O VI Rapporto Laboratorio sobre sfruttamento laboral e proteção às vítimas — que monitora a aplicação da lei 199/2016 — coleta informação sobre o uso de instrumentos repressivos, preventivos e de proteção introduzidos desde que o crime de exploração do trabalho foi tipificado como delito autônomo. O levantamento deste último ciclo abrange dados até o final de 2024.
O indicador mais relevante apontado pelo relatório é o salto no número de ocorrências identificadas: de 834 casos compilados no V Rapporto, o total subiu para 1.249 no VI Rapporto — um acréscimo de 415 novas situações detectadas, ou cerca de 50% a mais que no levantamento anterior. Quase um terço dos episódios contabilizados no relatório atual são casos novos, surgidos a partir da ampliação do monitoramento.
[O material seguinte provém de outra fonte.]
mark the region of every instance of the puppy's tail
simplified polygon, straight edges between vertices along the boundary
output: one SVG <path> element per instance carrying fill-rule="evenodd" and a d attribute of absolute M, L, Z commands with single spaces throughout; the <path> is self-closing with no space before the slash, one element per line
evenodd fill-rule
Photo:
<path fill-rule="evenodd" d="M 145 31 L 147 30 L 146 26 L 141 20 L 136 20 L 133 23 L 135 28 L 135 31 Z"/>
O relatório também recorda o incremento observado no ciclo anterior, quando as ocorrências passaram de 458 para 834, com 376 novos relatos de exploração registrados. A sequência de aumentos absolutos sinaliza, segundo os autores, não apenas a persistência do fenômeno, mas também a maior capacidade do Laboratório de receber, processar e validar informações provenientes de fontes institucionais, sindicais e da sociedade civil.
Em linguagem técnica e direta, os dados traduzem duas realidades simultâneas: a consolidação de redes de exploração que operam do Norte ao Sul do país e a progressiva eficiência das ferramentas de monitoramento e proteção introduzidas pela normativa. Apesar disso, o relatório sublinha lacunas na aplicação das medidas de proteção e na efetiva responsabilização dos responsáveis pelo caporalato e outros tipos de coerção laboral.
Do ponto de vista da investigação jornalística, os números confirmam a necessidade de manter a apuração constante e o cruzamento de dados — apenas assim é possível distinguir entre um aumento real na incidência de crimes e uma melhora na captação de denúncias. A tragédia de Amendolara, com vítimas que foram antes exploradas e depois assassinadas de forma brutal, funciona como um alerta sobre o vínculo direto entre exploração laboral e violência extrema contra trabalhadores, em particular os trabalhadores migrantes.
Conclusão: o VI Rapporto Labouratorio reafirma que o problema do sfruttamento não está contido. O quadro exige reforço das investigações, atuação coordenada entre instituições e sindicatos, e mecanismos de proteção às vítimas mais eficazes. O jornalismo continuará acompanhando os desdobramentos, com investigação dedicada e verificação rigorosa das informações.